Tina Dooley-Jones spent more than 30 years in international development as a researcher, private consultant with the U.S. Agency for International Development (USAID). She maintains expertise and in-depth knowledge of the role and potential of international assistance to catalyze inclusive democracies, economies and social systems and services that address the needs and aspirations of individuals, households, communities, countries and regions.
Thriving on finding simple, practical solutions to complex challenges, Dooley-Jones capstoned her career with USAID as the first female Mission Director to USAID/Afghanistan. USAID's largest Mission in the world with activities spanning the full array of development activities, including health, education, democracy and governance, agriculture, infrastructure, economic growth, and USAID's only standalone Office of Gender. USAID/Afghanistan underwent a tumultuous period during her tenure, characterized by the prospect of peace, the devastating impacts of COVID-19 and aggressive Taliban insurgency. Dooley-Jones utilized her strong leadership, vision and problem-solving acumen to lead a staff of 250 development and humanitarian professionals and more than 100 implementing partners, to support a country attempting to overcome 40 years of conflict, natural disaster and war.
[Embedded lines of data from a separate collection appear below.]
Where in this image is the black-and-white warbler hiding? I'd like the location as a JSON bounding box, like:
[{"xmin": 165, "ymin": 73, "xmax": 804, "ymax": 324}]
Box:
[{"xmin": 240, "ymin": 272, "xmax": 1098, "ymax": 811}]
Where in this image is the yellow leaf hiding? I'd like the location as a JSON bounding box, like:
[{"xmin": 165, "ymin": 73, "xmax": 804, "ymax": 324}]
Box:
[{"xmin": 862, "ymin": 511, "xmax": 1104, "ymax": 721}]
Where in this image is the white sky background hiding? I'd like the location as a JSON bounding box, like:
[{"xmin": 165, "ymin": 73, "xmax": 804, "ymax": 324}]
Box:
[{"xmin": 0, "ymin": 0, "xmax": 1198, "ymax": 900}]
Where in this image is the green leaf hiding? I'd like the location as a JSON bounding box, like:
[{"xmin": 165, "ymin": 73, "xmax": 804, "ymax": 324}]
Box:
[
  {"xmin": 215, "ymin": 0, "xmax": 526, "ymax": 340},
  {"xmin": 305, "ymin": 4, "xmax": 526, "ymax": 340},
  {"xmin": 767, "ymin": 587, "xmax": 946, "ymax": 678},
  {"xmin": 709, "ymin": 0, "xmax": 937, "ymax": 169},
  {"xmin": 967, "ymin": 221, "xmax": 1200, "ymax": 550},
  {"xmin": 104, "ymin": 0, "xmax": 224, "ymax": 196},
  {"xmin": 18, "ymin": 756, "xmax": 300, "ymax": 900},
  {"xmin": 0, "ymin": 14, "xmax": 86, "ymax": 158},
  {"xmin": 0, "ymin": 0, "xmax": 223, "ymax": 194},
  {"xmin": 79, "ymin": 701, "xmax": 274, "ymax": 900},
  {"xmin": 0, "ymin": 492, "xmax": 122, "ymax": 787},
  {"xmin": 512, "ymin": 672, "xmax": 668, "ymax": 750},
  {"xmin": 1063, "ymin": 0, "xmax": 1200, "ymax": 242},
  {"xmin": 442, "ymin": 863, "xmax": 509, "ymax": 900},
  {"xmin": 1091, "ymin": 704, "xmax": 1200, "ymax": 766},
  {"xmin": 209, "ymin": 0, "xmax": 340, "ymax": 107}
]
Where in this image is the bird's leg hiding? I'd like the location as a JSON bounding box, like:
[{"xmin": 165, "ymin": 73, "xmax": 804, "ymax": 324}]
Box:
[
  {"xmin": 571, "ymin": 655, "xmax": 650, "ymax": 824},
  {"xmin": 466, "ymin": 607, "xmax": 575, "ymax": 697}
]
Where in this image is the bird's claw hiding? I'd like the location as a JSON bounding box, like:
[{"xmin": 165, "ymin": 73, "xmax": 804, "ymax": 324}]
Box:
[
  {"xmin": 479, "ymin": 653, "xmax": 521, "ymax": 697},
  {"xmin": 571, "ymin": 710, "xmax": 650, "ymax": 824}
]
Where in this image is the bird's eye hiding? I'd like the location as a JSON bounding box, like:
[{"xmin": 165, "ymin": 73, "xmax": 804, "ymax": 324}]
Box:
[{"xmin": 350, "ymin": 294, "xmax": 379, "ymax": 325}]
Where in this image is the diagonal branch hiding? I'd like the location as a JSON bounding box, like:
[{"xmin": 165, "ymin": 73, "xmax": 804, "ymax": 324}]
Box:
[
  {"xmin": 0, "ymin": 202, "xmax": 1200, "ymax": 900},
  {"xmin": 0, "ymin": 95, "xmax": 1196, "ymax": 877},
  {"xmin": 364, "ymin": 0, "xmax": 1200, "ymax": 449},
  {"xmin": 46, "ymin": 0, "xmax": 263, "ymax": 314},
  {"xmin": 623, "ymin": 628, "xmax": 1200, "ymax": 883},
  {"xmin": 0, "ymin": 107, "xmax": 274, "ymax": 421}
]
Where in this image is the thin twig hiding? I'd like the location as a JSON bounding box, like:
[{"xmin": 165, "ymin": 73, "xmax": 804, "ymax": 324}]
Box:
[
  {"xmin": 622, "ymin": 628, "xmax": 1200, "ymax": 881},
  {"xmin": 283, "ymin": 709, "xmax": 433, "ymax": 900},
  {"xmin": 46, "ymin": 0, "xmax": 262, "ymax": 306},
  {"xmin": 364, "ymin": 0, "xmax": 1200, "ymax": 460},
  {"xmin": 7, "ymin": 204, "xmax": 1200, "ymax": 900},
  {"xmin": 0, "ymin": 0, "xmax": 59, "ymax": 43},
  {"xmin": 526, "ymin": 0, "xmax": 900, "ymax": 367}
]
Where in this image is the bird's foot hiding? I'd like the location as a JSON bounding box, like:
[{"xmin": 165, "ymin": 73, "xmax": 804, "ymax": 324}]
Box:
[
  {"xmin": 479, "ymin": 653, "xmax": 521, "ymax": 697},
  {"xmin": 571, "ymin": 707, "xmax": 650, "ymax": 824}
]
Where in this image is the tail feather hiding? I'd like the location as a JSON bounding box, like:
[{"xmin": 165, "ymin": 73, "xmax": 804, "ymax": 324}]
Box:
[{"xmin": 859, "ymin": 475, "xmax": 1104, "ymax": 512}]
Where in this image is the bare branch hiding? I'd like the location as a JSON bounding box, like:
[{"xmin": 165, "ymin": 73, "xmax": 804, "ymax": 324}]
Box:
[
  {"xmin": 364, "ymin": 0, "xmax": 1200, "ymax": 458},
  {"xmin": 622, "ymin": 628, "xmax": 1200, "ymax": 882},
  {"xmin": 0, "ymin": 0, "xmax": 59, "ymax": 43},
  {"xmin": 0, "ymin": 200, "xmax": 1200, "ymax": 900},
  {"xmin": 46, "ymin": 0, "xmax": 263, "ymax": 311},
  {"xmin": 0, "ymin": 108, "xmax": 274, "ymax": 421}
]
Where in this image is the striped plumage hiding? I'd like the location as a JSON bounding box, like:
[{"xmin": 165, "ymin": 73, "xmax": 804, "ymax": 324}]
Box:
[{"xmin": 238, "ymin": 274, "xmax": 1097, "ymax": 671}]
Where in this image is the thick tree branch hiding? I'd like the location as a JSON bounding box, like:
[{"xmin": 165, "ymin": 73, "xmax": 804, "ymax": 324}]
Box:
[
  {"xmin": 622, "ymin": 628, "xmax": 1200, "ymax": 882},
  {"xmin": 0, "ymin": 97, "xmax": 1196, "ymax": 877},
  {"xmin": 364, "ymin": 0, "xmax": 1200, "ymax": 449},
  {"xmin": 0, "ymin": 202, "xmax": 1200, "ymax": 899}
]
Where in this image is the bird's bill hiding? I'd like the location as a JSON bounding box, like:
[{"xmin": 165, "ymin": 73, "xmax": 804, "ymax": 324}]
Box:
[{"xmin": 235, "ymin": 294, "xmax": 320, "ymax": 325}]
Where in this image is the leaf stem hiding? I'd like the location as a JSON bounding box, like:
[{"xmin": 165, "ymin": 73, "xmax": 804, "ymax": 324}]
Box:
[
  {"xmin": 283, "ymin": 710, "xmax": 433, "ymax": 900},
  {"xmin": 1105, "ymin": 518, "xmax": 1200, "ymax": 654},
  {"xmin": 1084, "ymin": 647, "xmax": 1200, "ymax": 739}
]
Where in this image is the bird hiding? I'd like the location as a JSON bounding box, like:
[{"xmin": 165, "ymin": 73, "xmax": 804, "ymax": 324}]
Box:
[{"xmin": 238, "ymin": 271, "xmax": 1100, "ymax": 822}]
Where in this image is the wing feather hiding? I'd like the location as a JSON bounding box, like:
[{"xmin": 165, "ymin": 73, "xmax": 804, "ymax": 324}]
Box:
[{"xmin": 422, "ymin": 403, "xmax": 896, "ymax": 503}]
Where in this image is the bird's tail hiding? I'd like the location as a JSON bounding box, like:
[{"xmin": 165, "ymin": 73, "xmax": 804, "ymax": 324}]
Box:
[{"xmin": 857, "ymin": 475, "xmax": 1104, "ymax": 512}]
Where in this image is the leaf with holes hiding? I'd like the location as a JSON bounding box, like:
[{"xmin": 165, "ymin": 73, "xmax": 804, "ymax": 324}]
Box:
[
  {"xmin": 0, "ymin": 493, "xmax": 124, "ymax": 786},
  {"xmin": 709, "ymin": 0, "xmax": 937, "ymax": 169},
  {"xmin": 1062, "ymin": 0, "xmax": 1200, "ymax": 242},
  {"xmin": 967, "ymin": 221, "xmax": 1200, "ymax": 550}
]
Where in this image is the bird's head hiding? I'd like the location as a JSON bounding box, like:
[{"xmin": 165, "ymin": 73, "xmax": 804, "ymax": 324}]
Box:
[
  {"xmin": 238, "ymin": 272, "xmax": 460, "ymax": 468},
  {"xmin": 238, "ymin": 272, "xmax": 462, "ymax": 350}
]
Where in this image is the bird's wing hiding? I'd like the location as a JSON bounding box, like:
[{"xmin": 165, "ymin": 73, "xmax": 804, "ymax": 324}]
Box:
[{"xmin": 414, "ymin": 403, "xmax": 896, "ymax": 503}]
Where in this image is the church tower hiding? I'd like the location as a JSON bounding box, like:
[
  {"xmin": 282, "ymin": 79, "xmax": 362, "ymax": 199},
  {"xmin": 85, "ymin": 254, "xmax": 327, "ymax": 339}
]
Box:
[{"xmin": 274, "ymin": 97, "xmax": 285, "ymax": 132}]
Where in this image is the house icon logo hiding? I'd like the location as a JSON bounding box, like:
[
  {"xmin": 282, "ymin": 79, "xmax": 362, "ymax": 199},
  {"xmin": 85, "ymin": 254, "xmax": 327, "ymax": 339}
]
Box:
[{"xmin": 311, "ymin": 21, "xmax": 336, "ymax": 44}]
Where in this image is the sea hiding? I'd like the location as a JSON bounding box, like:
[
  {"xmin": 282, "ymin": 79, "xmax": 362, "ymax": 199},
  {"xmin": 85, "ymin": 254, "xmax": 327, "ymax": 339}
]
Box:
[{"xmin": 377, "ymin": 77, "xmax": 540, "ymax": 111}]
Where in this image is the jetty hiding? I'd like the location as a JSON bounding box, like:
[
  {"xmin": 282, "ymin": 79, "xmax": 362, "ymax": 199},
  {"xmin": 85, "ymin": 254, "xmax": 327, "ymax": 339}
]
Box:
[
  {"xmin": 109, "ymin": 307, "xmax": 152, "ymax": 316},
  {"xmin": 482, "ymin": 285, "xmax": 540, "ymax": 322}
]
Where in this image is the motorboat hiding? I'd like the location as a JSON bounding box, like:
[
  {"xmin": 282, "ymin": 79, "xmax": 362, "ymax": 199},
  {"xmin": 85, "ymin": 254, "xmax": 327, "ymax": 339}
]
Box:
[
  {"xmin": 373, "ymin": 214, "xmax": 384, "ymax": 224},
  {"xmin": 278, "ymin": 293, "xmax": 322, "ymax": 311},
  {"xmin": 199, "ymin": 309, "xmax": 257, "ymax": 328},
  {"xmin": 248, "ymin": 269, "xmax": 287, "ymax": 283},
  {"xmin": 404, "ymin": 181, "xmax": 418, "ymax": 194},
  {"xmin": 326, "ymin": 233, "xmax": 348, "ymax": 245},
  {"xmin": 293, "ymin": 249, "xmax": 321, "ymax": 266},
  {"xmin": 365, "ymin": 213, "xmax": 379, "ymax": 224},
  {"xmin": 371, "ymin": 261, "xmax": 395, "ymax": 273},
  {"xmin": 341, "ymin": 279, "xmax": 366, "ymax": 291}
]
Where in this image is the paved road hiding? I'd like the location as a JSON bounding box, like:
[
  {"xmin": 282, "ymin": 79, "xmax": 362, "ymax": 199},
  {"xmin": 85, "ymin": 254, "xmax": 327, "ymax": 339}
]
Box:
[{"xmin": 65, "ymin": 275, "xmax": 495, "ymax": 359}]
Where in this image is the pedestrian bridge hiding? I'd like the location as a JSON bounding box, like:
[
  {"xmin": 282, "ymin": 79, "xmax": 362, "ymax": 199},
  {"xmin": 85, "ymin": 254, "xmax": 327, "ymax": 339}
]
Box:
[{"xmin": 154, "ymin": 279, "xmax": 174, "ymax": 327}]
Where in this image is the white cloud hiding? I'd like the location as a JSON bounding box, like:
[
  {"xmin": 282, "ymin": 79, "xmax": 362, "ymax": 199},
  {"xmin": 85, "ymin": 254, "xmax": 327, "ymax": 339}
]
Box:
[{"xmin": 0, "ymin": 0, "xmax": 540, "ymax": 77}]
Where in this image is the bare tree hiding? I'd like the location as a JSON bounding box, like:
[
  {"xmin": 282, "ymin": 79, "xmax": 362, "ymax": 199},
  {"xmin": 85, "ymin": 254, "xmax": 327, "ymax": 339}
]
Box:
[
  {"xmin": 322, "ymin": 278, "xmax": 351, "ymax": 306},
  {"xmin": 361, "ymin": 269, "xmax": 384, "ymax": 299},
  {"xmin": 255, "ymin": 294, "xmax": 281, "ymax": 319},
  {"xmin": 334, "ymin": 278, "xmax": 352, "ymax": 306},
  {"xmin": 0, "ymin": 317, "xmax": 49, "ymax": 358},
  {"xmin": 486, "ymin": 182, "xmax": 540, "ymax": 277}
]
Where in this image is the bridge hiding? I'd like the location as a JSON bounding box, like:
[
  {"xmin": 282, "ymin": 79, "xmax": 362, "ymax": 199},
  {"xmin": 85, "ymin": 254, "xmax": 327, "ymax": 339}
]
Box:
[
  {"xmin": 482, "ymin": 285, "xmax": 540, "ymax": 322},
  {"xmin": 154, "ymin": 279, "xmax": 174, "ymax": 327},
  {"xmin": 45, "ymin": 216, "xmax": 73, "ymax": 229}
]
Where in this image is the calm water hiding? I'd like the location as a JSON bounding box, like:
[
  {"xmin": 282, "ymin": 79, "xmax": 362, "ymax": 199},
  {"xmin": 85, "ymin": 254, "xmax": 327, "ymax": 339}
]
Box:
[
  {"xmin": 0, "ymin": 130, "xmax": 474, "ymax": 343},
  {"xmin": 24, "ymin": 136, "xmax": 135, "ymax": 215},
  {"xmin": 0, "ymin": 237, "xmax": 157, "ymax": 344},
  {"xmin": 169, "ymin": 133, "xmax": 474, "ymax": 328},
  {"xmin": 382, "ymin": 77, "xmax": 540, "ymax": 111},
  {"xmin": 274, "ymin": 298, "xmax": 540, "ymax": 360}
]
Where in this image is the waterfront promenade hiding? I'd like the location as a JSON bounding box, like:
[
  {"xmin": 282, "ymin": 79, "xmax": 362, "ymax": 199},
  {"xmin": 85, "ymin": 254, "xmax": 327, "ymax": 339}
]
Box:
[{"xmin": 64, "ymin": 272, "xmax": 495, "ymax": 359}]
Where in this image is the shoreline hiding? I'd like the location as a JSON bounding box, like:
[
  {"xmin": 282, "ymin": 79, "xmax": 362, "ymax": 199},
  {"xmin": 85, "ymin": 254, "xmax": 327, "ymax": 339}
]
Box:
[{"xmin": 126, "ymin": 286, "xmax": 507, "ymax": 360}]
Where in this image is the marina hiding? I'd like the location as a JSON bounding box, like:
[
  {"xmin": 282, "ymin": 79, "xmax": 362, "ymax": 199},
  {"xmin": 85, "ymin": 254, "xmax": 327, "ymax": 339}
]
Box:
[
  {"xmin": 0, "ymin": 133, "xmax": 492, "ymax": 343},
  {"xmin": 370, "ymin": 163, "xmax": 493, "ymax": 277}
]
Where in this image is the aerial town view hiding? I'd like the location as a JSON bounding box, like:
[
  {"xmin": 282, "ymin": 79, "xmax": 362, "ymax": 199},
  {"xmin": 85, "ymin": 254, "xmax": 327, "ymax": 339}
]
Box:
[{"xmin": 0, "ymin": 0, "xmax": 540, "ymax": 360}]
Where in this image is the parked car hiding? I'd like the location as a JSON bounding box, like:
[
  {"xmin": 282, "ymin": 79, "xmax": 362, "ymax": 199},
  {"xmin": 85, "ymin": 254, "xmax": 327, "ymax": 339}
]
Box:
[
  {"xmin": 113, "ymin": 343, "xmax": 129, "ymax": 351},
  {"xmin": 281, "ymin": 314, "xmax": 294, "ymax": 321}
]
Prior to her retirement from USAID, Dooley-Jones served as USAID's senior representative on the Department of State-led Afghanistan Coordination Task Force (ACTF). The ACTF, made up of several hundred State Department, USAID, and Department of Defense personnel coordinating with the Department of Homeland Security, is responsible for the evacuation and on-going efforts to assist more than 70,000 individuals to depart Afghanistan, and gain entry into and resettle in the United States.
Dooley-Jones served as the Deputy Mission Director in Afghanistan from 2019 to mid-2020. Prior to assuming her positions in Afghanistan, she served as Mission Director for USAID/Kenya and East Africa, overseeing a mission that provides bilateral assistance to Kenya and Somalia, assistance to East African regional institutions, and humanitarian assistance throughout the region. She also served on two separate occasions in Zimbabwe, and for multiple years in the South Africa/Southern African Regional Mission, Namibia and Morocco. Dooley-Jones began her career with USAID in 1994 as a Regional Housing and Urban Development Officer in Zimbabwe.
Working in difficult, conflict-affected countries such as Zimbabwe, Somalia and Afghanistan, she oversaw programs that support major macro-economic reforms; provide for the critical needs and well-being of people in war torn environments; seek to enhance the private sector's role in growth and job creation; and improve democratic institutions, governance and policies. The recipient of several Distinguished, Superior and Meritorious Achievement awards, Dooley-Jones was nominated for a 2023 Presidential Rank Award, the highest federal civilian award for "sustained extraordinary accomplishment."
Prior to joining USAID, Dr. Dooley-Jones worked as an architect in Philadelphia and for a number of non-profit organizations in Harare, Zimbabwe.